Lokalsport

Dorfmerkinger auf Ärger aus

Fußball-Landesliga: Weilheimer wollen Platz zwei per Dreier zementieren

Morgen ist Feiertag – auch für den TSV Weilheim? Bei einem Heimsieg gegen den Tabellenzwölften Sportfreunde Dorfmerkingen (Spielbeginn 14.30 Uhr) wäre das der zehnte Erfolg nach dem 13. Saisonspiel und die Bestätigung des zweiten Tabellenplatzes, der zu den Relegationsspielen um den Aufstieg in die Verbandsliga berechtigt. „Ich habe Vertrauen in meine Mannschaft.

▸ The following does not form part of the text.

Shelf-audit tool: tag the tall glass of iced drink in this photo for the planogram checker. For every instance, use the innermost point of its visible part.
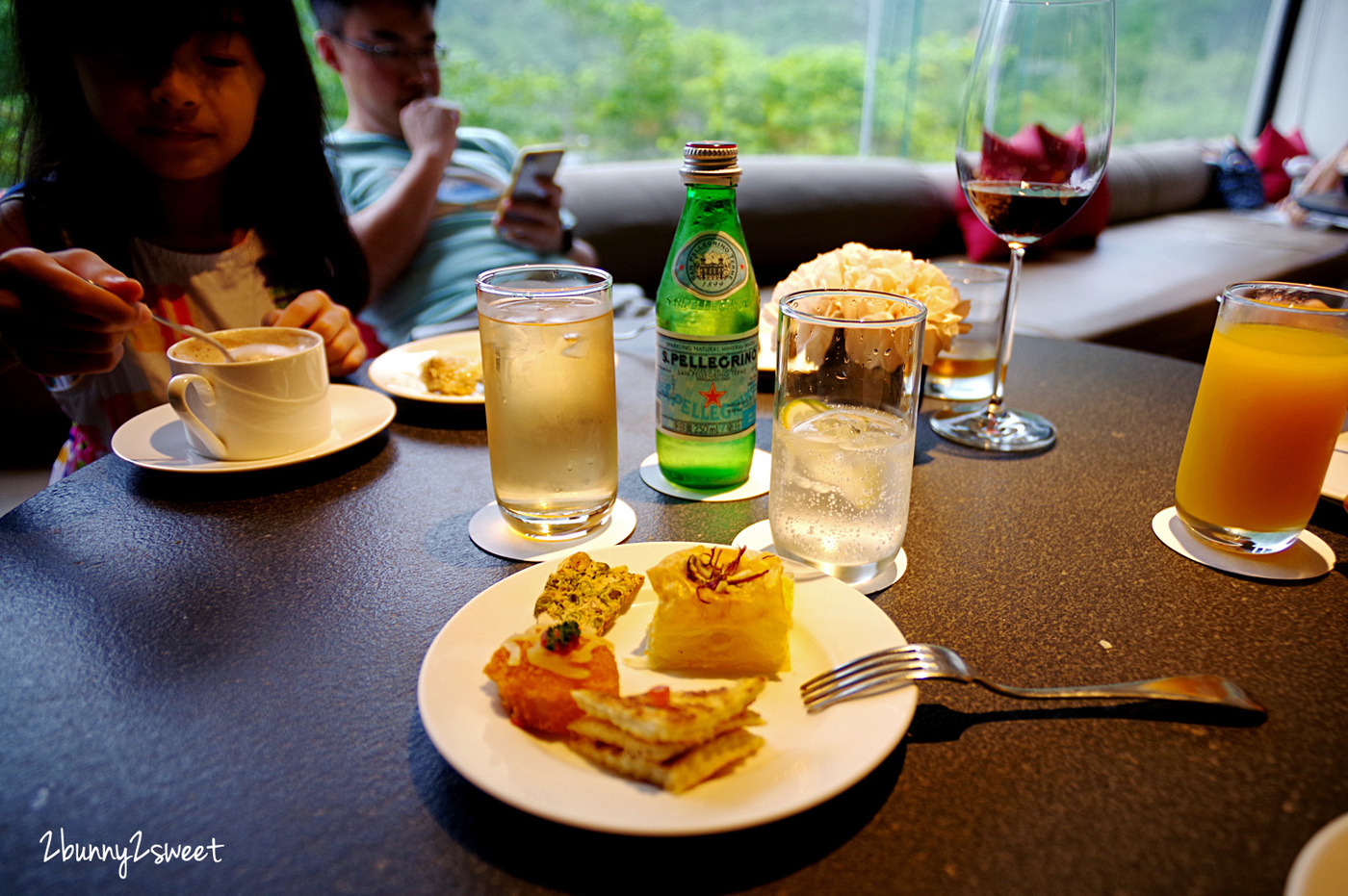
(548, 377)
(844, 427)
(1270, 406)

Ich bin zuversichtlich, dass es klappt“, sagt ­Trainer Alexander Hübbe.

Fu?ball Landesliga, TSV Weilheim (rot) - TSV K?ngen (gr?n)
Fu?ball Landesliga, TSV Weilheim (rot) - TSV K?ngen (gr?n)

Weilheim. „Das Lindachstadion ist wohlbekannt/als eine Festung im Schwabenland/In unserer rot-weißen Bastion/sitzen wir auf dem Thron“. Etwas schwülstig kommt der Text in der Vereinshymne des TSV Weilheim daher. Aber treffend – bis auf die wenigen Ausnahmen, die die Regel bestätigen. Das war im letzten Heimspiel vor zwei Wochen der Fall, als die Rot-Weißen von den grün-weißen Kellerkindern aus Köngen mit 0:1 vom Thron gestoßen wurden. Hübbe im Rückblick: „Da hat bei uns die Einstellung nicht gestimmt“.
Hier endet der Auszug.